Anas com a professora Paula Brandão, da Universidade Federal Fluminense, que o ajudou a revalidar seu diploma de engenharia no Brasil. © ACNUR/Jeoffrey Guillemard
Mas Anas nunca havia desistido de uma carreira em engenharia, e o revés de perder seu negócio permitiu que ele se concentrasse totalmente em seu objetivo. Enquanto administrava a empresa de bufê, ele começou a pesquisar sobre universidades brasileiras que ofereciam os mesmos cursos que ele havia estudado. Isso o levou à Universidade Federal Fluminense (UFF), na cidade vizinha de Niterói, e à professora Paula Brandão, que se tornaria uma figura fundamental para Anas ao orientar a revalidação de seu diploma no Brasil.
“O Anas me emocionou muito desde o primeiro dia”, disse a professora Brandão. “Expliquei a ele todo o procedimento que tínhamos, uma comissão, que ele seria bem recebido, que toda a sua carreira profissional seria bem observada, que ele deveria manter a calma. Mas entendi, a partir daquele momento, que ele não pouparia esforços para conseguir a revalidação a que tinha direito.”

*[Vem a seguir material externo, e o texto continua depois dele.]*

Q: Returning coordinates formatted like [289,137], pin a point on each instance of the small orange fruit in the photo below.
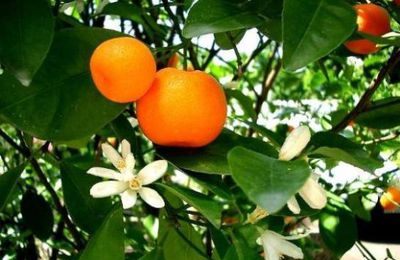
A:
[371,19]
[391,194]
[182,109]
[173,60]
[122,69]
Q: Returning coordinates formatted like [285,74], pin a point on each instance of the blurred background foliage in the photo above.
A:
[53,121]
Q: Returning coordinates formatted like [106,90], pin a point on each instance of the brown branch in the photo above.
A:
[26,152]
[366,97]
[269,81]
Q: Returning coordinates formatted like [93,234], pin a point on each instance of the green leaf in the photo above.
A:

Enquanto Anas se esforçava para melhorar suas habilidades na língua portuguesa, Brandão o ajudou a identificar quais cursos ele precisaria fazer para que seu diploma fosse reconhecido na UFF. Cada caso é diferente, explicou ela, e exige uma abordagem personalizada.
Anas visita uma sala de aula na Universidade Federal Fluminense (UFF), onde fez vários cursos para que seu diploma fosse reconhecido. © ACNUR/Jeoffrey Guillemard
“Quando me tornei coordenadora do curso, achei que era um cargo burocrático”, disse Brandão. “Mas comecei a perceber em meu trabalho diário que se tratava de experiências de vida. Cada aluno vem com sua própria história, cada aluno tem seus [pontos fortes], suas dificuldades, e você mesmo aprende muito.”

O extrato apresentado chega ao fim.